A. Prolactinoma is unlikely because true prolactinomas of this size would typically produce prolactin levels well above 200 ng/mL, often exceeding 500-1000 ng/mL 2. The mild elevation (typically <100 μg/L or <2000 mU/L) with a large mass suggests stalk compression rather than autonomous prolactin secretion 2.
B. Ectopic prolactin production is exceedingly rare and would not explain the low levels of other pituitary hormones or the presence of a pituitary mass 3.
C. Increased TRH from primary hypothyroidism can cause hyperprolactinemia, but this should have been excluded as part of the initial workup, and would not explain the large pituitary mass or panhypopituitarism 2.
E. Assay interference (hook effect) has been specifically ruled out by performing serial dilutions, which is the definitive test to exclude this phenomenon 1, 2.

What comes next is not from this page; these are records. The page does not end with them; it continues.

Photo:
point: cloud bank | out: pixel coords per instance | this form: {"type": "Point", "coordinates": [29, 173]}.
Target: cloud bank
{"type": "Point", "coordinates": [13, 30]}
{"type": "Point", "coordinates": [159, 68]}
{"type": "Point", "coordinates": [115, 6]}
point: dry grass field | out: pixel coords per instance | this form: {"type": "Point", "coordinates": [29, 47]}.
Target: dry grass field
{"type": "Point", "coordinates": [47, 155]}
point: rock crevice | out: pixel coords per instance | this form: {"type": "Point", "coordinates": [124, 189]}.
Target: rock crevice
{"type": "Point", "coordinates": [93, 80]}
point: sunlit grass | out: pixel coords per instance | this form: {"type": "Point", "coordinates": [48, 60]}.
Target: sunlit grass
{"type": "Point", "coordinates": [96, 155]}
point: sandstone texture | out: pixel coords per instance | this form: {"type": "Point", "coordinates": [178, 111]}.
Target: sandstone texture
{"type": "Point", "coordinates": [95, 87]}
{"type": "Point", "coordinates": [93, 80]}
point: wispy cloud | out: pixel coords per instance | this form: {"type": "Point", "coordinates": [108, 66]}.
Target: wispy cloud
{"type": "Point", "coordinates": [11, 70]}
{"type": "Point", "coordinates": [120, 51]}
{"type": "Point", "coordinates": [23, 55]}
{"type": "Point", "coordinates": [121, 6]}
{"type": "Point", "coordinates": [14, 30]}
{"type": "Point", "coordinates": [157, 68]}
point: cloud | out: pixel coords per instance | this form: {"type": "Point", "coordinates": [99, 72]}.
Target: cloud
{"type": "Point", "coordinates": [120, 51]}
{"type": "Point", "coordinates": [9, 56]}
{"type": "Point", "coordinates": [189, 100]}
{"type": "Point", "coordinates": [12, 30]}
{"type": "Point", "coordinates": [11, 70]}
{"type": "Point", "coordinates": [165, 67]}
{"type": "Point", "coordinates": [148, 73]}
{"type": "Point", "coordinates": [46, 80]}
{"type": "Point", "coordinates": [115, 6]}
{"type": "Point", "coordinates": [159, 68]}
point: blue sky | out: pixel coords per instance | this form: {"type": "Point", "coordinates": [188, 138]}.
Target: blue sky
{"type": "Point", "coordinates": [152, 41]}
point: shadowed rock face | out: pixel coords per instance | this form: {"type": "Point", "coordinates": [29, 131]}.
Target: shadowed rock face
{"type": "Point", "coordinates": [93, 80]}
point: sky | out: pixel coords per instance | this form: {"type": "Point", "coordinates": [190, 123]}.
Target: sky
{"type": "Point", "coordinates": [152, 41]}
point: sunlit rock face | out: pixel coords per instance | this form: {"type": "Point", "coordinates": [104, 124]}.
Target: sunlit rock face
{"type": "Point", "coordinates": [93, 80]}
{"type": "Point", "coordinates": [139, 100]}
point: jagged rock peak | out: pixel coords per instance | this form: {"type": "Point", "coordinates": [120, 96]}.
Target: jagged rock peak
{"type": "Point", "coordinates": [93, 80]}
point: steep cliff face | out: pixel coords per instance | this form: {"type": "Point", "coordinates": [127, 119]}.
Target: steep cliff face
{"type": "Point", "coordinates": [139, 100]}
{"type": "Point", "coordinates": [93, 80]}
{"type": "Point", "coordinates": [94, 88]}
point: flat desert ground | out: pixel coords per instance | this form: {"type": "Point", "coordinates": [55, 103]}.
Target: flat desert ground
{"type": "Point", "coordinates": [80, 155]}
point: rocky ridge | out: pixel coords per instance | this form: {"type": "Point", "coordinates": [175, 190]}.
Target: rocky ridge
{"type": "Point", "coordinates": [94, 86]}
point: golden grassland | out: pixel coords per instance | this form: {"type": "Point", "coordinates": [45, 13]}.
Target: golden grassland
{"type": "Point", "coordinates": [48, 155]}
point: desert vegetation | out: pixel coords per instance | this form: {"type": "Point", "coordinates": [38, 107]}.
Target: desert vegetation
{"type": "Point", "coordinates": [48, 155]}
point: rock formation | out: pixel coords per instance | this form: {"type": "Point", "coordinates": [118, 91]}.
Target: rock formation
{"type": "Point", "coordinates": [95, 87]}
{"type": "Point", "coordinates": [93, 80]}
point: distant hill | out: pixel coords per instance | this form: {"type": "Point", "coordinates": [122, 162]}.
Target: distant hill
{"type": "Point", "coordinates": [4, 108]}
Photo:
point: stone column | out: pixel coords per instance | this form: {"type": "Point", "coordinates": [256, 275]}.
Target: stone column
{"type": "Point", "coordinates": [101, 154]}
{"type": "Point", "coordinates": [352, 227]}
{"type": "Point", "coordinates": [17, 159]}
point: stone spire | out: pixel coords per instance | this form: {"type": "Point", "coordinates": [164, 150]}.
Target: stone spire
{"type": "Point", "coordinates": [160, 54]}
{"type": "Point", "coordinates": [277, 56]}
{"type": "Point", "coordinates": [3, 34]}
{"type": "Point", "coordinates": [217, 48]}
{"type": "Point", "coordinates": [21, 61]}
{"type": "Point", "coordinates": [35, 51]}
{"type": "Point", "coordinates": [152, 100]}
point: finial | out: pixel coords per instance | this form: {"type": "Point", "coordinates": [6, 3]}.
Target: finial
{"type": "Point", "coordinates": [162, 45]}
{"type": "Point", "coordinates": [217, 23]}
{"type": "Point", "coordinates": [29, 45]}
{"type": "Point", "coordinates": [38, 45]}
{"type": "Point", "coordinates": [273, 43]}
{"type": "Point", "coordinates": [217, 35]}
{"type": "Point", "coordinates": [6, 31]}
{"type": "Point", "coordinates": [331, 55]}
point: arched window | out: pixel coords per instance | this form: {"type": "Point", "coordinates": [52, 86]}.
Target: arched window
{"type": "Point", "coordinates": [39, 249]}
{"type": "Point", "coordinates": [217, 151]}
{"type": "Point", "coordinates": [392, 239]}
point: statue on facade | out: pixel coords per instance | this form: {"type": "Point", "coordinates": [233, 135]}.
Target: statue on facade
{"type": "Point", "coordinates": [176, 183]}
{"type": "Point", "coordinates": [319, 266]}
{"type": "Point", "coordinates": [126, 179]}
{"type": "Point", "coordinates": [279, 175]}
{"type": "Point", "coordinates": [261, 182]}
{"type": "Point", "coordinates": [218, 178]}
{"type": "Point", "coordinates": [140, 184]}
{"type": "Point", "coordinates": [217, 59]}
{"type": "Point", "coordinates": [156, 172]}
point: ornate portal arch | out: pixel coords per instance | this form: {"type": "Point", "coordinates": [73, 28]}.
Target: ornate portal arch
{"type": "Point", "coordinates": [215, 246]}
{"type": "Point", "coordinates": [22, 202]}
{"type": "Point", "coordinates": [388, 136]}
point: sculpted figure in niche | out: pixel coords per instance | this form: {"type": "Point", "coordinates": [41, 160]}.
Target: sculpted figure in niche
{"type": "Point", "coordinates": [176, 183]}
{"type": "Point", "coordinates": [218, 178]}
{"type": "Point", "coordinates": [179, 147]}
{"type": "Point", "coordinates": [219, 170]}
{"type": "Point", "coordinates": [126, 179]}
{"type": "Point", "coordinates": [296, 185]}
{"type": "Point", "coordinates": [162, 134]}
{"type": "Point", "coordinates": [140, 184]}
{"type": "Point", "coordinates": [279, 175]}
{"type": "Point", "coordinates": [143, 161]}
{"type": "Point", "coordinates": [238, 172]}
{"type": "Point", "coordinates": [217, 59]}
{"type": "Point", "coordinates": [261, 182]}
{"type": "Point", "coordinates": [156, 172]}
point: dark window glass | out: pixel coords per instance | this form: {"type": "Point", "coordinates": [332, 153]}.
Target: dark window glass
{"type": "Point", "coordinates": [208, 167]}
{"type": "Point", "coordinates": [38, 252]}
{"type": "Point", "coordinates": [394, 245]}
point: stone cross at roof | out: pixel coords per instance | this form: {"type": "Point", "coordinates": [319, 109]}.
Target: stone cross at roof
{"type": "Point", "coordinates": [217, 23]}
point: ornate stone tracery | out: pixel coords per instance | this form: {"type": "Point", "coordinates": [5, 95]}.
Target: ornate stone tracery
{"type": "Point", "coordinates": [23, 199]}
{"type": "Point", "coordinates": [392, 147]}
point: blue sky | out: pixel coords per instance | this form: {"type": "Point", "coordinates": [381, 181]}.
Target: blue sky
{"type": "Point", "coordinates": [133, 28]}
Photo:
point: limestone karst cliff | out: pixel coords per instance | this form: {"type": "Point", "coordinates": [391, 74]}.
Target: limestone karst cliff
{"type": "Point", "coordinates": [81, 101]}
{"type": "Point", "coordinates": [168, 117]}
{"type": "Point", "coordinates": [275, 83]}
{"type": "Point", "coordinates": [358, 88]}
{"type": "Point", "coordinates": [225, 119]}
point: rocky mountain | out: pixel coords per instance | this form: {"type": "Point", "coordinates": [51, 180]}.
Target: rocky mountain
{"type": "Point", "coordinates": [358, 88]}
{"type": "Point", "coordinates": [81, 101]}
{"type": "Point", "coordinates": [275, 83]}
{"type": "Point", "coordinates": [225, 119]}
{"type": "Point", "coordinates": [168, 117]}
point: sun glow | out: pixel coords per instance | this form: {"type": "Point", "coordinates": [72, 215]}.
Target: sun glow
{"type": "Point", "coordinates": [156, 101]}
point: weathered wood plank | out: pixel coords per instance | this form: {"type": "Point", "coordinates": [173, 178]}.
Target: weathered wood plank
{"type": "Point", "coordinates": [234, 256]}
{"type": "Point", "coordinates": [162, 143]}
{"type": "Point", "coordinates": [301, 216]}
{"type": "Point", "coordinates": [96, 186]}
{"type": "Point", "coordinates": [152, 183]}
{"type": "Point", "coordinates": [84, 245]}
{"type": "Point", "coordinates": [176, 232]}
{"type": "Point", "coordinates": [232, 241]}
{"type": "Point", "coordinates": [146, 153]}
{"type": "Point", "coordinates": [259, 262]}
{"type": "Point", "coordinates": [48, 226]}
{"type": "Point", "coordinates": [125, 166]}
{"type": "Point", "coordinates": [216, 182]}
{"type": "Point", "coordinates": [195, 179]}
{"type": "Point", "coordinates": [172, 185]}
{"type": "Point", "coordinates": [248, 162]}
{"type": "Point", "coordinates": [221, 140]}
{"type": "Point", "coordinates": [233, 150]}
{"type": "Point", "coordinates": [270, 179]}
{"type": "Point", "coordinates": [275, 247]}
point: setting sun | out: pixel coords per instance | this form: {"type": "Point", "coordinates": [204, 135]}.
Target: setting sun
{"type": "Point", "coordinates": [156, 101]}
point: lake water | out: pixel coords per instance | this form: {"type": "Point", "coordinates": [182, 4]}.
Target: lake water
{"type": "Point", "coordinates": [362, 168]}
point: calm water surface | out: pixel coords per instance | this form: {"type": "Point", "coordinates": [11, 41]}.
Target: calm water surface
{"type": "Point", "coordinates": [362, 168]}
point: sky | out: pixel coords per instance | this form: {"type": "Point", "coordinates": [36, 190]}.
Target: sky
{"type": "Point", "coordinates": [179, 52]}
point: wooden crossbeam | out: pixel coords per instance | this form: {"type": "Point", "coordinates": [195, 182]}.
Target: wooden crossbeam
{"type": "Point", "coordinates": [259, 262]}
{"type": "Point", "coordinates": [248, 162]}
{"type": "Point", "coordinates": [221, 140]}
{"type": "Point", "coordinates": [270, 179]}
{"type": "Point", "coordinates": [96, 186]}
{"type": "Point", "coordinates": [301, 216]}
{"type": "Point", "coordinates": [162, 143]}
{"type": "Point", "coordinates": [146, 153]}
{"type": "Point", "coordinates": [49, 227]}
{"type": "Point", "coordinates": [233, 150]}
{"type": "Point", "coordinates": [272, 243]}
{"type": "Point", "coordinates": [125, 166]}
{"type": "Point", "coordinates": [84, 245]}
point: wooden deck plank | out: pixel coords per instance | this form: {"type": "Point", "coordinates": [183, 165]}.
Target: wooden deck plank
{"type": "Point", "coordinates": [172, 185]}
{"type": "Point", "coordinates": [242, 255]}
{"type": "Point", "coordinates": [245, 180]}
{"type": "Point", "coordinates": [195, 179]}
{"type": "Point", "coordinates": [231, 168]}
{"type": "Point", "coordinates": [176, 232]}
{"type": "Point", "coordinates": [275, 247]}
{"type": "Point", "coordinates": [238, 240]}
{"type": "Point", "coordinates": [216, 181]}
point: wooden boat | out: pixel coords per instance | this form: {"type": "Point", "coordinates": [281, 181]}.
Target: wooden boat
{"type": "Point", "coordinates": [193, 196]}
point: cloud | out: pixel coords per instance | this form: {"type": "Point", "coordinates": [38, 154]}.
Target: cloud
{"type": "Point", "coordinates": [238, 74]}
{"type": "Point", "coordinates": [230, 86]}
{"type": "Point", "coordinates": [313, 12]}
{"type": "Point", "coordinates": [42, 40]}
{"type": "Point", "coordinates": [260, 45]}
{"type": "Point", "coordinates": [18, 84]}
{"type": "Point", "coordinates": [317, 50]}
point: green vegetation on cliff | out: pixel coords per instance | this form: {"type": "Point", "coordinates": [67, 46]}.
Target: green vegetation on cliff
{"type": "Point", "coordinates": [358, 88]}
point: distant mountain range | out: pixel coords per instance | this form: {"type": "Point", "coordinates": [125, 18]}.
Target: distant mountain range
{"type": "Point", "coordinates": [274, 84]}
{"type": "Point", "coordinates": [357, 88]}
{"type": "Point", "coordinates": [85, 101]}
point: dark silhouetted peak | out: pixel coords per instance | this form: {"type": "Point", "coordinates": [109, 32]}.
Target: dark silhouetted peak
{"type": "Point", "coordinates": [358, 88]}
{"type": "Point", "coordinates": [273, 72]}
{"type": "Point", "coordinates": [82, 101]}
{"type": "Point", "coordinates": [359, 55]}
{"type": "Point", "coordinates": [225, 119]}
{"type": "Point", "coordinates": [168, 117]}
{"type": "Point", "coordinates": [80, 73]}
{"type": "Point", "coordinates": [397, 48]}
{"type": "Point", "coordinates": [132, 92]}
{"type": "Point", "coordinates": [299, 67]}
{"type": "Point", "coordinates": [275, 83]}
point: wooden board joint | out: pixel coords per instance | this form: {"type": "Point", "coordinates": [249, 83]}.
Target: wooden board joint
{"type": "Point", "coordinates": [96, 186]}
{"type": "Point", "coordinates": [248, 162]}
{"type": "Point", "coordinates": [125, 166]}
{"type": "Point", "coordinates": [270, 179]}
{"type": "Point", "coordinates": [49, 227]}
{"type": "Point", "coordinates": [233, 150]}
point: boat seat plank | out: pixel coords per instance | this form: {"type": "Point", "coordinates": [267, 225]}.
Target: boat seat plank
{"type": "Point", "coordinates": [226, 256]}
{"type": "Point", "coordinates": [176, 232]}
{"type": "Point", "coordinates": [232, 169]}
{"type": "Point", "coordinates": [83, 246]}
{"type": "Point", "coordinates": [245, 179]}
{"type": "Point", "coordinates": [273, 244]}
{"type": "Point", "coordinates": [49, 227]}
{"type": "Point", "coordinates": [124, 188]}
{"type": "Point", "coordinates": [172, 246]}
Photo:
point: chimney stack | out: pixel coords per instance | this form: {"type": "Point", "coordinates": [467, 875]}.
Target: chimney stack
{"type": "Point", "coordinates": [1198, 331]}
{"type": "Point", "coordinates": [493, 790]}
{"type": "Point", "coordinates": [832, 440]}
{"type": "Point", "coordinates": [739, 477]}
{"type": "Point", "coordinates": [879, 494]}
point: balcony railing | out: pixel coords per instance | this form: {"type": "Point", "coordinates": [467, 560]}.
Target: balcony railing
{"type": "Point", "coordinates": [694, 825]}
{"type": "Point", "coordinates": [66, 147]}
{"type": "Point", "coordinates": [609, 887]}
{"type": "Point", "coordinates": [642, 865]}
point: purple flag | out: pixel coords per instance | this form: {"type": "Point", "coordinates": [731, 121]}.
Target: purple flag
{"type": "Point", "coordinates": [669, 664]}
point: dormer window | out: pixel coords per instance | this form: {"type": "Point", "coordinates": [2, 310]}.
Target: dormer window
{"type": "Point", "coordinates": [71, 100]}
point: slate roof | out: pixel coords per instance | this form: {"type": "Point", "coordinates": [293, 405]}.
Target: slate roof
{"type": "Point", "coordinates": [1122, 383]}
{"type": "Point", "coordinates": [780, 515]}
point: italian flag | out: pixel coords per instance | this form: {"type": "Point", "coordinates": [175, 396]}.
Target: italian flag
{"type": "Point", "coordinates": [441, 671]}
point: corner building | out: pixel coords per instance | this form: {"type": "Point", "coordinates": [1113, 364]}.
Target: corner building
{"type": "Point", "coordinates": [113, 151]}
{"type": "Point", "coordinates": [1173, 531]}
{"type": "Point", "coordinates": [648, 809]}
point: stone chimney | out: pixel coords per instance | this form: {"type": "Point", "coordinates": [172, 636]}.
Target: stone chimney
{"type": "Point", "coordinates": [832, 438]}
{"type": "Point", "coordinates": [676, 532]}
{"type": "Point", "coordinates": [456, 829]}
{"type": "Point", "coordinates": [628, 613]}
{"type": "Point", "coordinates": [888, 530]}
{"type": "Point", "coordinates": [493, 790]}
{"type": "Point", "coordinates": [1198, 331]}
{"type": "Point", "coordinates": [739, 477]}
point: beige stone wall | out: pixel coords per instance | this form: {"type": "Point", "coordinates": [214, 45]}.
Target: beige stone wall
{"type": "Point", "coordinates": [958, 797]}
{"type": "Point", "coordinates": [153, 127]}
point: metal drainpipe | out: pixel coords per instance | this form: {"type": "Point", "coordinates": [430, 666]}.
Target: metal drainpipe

Pathophysiology of Stalk Compression
When a non-functioning pituitary mass compresses or deviates the pituitary stalk, it interrupts the normal dopaminergic inhibition from the hypothalamus to the lactotroph cells 2. This loss of tonic dopamine inhibition results in mild-to-moderate prolactin elevation, typically in the range of 25-100 ng/mL 2. Importantly, research has shown that the degree of prolactin elevation does not correlate well with the extent of stalk compression or deviation visible on MRI 4.
Clinical Pitfall to Avoid
The Endocrine Society specifically warns against missing this diagnosis: do not assume a large pituitary mass with elevated prolactin is automatically a prolactinoma 1. The distinction is critical because non-functioning adenomas causing stalk compression require different management (often surgical) compared to prolactinomas (which respond to dopamine agonist therapy) 1, 2.